I am not saying that you shouldn’t raise an IPFire bug but I think you need to be clear that IPFire is the cause of the problem. Raising a bug at both squid and IPFire is not a good idea. Both of them are unlikely to be the root cause at the same time.
You could try re-installing Core Update 171 on one of the machines having the problem and restore the settings and then see if that one no longer has the problem when the others still do.
That would then be a good indication that IPFire is somehow linked to it.
looking at the squid log, I realized that a few seconds before the request storm starts, the log reports of cache.log:
2023/02/07 08:49:31 kid1| WARNING! Your cache is running out of file descriptors listening port: 192.168.12.1:3128
2023/02/06 09:08:01 kid1| WARNING! Your cache is running out of file descriptors listening port: 192.168.12.1:3128
This appears in all the firewalls I’ve monitored
According to the wiki page on the web proxy this can occur if you have a large number of clients or high/unusual traffic. A limit is then reached where no more cache files can be opened.
It then suggests increasing the number of file descriptors by 1024 or more. Increasing this number will increase the memory consumption.
From your earlier info it sounds like you don’t knowingly have high/unusual traffic so while the above might mitigate the problem, if you have high traffic levels which you don’t expect or know of then it doesn’t solve the problem.
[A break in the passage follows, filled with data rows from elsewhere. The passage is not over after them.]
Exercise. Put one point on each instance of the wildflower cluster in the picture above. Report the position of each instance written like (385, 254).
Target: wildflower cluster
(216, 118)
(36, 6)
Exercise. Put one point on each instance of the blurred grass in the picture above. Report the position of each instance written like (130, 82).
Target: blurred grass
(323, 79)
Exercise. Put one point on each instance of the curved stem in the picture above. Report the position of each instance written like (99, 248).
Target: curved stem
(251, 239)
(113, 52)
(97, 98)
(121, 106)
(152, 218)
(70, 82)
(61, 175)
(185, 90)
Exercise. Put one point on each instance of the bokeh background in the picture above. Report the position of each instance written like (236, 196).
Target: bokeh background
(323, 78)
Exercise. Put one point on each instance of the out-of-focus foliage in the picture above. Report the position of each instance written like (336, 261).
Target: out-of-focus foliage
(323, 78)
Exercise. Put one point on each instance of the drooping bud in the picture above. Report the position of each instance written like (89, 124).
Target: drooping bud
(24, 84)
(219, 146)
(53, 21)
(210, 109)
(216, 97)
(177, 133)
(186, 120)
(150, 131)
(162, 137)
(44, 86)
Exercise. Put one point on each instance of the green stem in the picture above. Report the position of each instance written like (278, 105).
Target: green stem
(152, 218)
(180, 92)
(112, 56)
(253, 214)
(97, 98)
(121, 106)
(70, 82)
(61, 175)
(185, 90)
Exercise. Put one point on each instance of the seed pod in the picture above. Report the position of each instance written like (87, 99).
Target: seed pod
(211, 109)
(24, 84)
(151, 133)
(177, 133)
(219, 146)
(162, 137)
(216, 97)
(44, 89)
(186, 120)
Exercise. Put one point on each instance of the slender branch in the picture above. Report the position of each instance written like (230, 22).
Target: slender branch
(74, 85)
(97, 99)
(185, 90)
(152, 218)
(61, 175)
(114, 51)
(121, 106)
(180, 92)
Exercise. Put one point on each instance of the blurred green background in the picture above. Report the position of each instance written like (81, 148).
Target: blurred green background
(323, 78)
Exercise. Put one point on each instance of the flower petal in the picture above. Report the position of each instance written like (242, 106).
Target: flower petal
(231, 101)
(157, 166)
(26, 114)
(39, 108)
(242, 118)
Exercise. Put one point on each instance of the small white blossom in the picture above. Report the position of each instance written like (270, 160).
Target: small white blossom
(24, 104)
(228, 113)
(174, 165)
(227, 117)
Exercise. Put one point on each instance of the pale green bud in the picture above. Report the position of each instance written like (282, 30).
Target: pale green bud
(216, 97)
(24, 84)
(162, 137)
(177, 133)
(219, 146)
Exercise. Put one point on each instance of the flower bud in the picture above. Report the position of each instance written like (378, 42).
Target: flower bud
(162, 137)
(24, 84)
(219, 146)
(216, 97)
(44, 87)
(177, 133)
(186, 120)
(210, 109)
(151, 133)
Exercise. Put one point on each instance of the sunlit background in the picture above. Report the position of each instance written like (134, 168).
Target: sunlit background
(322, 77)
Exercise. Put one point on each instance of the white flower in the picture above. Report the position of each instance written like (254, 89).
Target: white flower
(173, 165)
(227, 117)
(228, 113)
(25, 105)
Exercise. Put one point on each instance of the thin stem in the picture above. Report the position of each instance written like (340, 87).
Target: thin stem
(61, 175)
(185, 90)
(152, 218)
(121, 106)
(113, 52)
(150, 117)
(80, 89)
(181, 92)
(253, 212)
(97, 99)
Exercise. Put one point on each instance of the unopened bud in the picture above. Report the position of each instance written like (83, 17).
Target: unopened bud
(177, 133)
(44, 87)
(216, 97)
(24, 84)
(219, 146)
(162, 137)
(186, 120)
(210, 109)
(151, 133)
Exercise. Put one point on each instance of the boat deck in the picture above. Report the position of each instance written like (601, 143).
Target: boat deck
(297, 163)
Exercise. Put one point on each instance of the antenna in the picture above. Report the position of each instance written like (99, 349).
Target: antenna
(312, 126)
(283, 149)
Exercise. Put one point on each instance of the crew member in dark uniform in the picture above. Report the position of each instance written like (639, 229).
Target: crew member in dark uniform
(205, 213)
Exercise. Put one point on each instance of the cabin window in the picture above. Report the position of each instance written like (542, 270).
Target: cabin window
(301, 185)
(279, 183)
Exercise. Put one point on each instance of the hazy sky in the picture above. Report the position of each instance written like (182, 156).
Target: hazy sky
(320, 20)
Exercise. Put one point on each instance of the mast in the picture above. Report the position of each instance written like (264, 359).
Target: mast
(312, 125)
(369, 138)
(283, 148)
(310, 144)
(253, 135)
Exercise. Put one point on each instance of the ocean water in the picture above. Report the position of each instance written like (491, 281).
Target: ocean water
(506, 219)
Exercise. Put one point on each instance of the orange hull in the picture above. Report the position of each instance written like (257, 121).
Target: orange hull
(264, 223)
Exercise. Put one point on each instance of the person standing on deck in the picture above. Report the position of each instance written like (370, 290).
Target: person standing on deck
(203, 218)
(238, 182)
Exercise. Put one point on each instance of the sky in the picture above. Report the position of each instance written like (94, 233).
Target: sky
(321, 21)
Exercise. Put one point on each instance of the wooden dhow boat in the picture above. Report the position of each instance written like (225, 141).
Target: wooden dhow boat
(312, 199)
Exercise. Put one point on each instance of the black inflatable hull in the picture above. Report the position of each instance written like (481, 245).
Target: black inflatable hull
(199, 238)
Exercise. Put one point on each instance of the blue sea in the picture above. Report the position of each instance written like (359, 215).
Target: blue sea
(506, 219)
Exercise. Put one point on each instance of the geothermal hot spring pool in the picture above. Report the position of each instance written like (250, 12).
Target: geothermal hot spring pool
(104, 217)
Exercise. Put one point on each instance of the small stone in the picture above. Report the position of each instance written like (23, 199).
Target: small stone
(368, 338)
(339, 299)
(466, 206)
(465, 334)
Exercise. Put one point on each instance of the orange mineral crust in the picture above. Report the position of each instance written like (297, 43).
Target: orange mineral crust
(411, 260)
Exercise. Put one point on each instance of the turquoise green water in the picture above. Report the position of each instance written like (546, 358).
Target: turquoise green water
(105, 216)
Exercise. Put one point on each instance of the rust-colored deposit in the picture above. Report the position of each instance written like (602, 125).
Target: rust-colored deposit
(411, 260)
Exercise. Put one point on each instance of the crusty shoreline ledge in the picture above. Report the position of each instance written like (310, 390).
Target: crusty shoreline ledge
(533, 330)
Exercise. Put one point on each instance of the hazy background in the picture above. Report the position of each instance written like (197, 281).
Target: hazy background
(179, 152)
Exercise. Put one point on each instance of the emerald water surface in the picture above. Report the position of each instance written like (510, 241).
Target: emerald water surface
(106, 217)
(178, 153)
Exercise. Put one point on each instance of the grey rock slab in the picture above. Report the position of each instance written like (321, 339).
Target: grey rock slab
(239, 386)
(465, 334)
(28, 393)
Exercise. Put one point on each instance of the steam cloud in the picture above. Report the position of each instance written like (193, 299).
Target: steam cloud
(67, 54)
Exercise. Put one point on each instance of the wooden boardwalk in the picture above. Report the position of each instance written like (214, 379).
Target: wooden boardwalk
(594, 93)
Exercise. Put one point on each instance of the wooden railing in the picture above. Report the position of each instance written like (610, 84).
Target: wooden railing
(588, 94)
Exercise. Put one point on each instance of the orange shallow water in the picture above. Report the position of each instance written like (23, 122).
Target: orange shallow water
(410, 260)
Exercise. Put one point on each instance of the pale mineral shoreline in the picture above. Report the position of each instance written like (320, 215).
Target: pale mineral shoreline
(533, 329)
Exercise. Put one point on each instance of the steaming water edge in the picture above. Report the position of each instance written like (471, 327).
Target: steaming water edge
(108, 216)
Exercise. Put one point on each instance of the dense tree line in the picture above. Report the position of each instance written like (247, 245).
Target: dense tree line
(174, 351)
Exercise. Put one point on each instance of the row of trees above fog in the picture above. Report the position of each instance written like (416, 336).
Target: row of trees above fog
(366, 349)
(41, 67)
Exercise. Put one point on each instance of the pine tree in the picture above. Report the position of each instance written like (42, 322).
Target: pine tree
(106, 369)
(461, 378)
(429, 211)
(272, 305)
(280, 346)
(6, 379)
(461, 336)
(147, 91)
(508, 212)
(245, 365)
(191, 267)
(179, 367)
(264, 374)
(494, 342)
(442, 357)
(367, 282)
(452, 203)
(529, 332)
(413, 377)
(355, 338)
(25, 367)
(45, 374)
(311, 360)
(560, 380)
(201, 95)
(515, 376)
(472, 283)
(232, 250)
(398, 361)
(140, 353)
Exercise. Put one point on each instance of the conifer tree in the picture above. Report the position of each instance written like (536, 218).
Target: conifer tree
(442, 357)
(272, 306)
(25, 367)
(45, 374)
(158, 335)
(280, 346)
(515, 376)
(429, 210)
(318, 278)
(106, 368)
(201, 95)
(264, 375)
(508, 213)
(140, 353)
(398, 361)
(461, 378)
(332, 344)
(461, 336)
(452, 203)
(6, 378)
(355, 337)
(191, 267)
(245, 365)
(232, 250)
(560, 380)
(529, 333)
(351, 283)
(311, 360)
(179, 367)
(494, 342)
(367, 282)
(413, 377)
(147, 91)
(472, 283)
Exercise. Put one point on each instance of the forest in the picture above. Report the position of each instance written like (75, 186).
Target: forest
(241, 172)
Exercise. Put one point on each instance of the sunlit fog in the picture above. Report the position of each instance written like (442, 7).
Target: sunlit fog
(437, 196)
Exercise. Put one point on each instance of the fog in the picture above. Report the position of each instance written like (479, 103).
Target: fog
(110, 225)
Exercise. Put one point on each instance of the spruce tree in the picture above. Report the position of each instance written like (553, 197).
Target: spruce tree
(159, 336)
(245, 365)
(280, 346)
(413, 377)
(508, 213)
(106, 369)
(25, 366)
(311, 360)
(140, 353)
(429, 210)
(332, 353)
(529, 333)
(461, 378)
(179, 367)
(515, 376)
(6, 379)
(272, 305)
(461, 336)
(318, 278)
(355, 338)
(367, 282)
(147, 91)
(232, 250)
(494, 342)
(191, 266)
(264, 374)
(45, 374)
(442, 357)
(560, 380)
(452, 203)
Might be worth increasing the file descriptors entry and see what happens. See if the WARNING about file descriptors no longer occurs and also the 16,000 odd entries in the log.
You can’t reset to Core Update 171. You have to take a backup and save it on another computer and then do a fresh install from scratch and then restore the backup.
I will be prepping a new car with the 171 this weekend.
For the descriptors I tried to increase them as the wiki says.
I tried with the command grep “WARNING” /var/log/squid/cache.log
and after augmenting the descriptors it doesn’t report the warning.
But couldn’t the cache manager help?
I tried looking for info but I didn’t find much and accessing the various items without knowing what to look for isn’t much use.
Another strange thing, why if I put 600 MB as the memory cache size limit in the services graph do I see an occupation of 800MB?
My network hardware hasn’t changed in the last month, but moreover I don’t think it’s related to this aspect, since I see the same anomalies, that of the storm of requests, also on 3 other systems.